Washington

A much-hyped technology known as RNA interference (RNAi) has moved a step closer to the clinic.

Biotechnology firm Acuity Pharmaceuticals of Philadelphia, Pennsylvania, asked for permission on 10 August to use the technique to treat a common cause of blindness. The clinical trial, if approved by the US Food and Drug Administration, would be the first of its kind.

RNAi, which uses short lengths of genetic material to selectively shut off genes, was demonstrated in human cells in 2001 and has yet to be tested in people. Some studies have raised concerns about just how selective the technique is, so observers say the filing is a landmark for the field but remain cautious.

“This is a significant milestone,” says Greg Jensen, a biotechnology analyst at Ernst & Young in Palo Alto, California. “Whether it will work out, or give us the first bad news about RNA interference, we don't know yet.”

Light relief: RNAi may stop the degeneration seen here (right) in an ageing retina. Credit: P. PARKER/SPL

Acuity hopes to use a small interfering RNA to treat patients with wet age-related macular degeneration. The condition is caused by extended growth of blood vessels in the retina — a problem that Acuity thinks can be tackled by silencing the gene that triggers the growth. The company says that the condition affects more than 1.65 million people in the United States.

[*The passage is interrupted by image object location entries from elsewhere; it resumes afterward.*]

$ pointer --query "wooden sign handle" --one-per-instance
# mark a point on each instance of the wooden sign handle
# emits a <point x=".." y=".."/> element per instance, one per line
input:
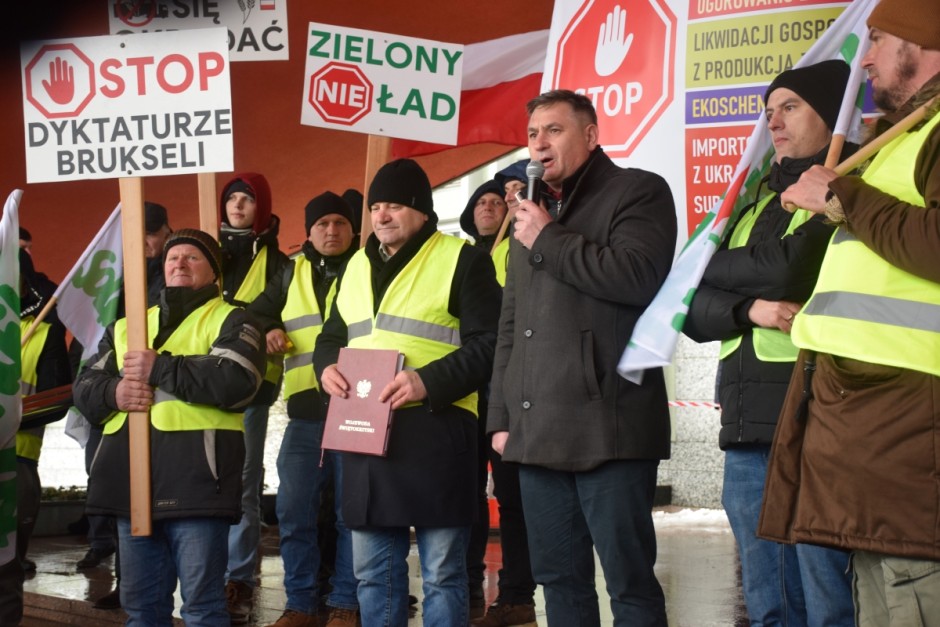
<point x="135" y="306"/>
<point x="377" y="154"/>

Dale Pfost, Acuity's chief executive, says his firm has applied for a patent on the RNA molecule involved, but the intellectual-properties issues are not straightforward. Rival firm Alnylam, based in Cambridge, Massachusetts, has already requested a patent on the method of RNA delivery that Acuity will use. Alnylam says it plans to begin its own clinical trials in macular degeneration next year.

Pfost is confident that Acuity's disease-specific patent will be granted, but Alnylam begs to differ. “We're very pleased to see silencing RNAs entering the clinical stage,” says John Maraganore, chief executive of Alnylam. “But at the end of the day, we believe that anybody developing RNAi therapies needs to talk to us.”